Are Women Too Bossy?
"Assertive women are bossy. Assertive men are leaders."
Experimental research shows the same behavior is labeled differently by gender. Girls are called bossy for the same leadership moves boys are praised for. Women who negotiate or direct are penalized for the same actions men are rewarded for. The 'bossy' label tracks gender, not behavior.
What the data says
-
Identical negotiation scripts: women rated as 'difficult to work with' and less likely to be hired. Men using the same scripts saw no penalty.
Bowles, Babcock & Lai, OBHDP (2007) · 2007 · Vignette and video experiments
-
Identical leadership behavior: female managers rated higher on 'competent' but lower on 'likable.' Men rated equally on both. The likability penalty is specific to agentic women.
Heilman et al., J Applied Psychology (2004) · 2004 · Experimental scenarios
-
Girls are called 'bossy' in classroom observation studies at 4× the rate boys are for the same take-charge behavior.
Lean In / Girl Scouts 'Ban Bossy' research compilation (2014) · 2014 · Observational & survey
-
Meta-analysis of 99 leadership samples: women rated equal to or higher than men on effectiveness by peers and subordinates. No support for the 'bossy woman is worse leader' claim.
Paustian-Underdahl, Walker & Woehr, J Applied Psychology (2014) · 2014 · Meta-analysis
Where it came from
The bossy-vs-leader double standard has been documented since at least the 1970s. Sheryl Sandberg's 2013 book *Lean In* and the 2014 'Ban Bossy' campaign popularized the research for a wider audience. The pattern is strongest in childhood — girls absorb the 'not bossy' message early, which shapes later career behavior.
What this means
The word 'bossy' isn't describing behavior; it's describing gender. That's testable and has been tested. What the label does is translate leadership into a social violation for anyone female doing it. Calling it out by name — 'that's the same thing he did, framed differently' — is the single most effective workplace intervention research has found.
Frequently asked
Is the bossy double standard real?
Yes — experimental studies repeatedly show identical behavior gets labeled differently by gender. 'Bossy' is the female-coded version of behavior men get called 'assertive' or 'a leader' for.

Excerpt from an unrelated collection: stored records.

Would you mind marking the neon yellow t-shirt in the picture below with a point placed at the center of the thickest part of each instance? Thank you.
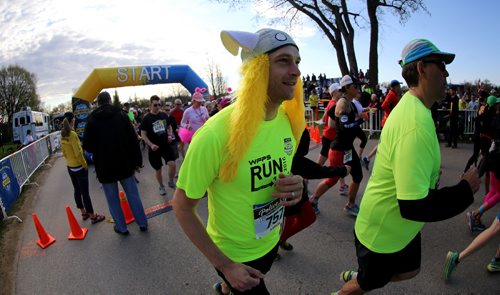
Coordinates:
(231, 223)
(407, 166)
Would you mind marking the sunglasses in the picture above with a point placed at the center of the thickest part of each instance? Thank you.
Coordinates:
(440, 63)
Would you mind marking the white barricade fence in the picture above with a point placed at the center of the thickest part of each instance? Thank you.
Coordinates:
(26, 161)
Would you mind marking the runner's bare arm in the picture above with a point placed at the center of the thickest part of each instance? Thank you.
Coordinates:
(240, 276)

Does it start in childhood?
Yes. Classroom research shows girls called bossy at roughly 4× the rate of boys for the same take-charge behavior. The conditioning is early.
What happens when women ignore the label?
They often outperform. Meta-analytic leadership effectiveness research (Paustian-Underdahl 2014) finds women rated equal or higher. The penalty is social, not performance-based.
Is 'Ban Bossy' the right framing?
It's one framing. The research supports the underlying claim — gendered labeling of identical behavior — even if the specific campaign's tactics drew criticism. The label-gender link is robust.
What's the best response when labeled bossy?
Name the asymmetry calmly: 'That's the same approach he used yesterday — the word you picked changed.' Direct, low-heat naming of the pattern is the research-supported disruption.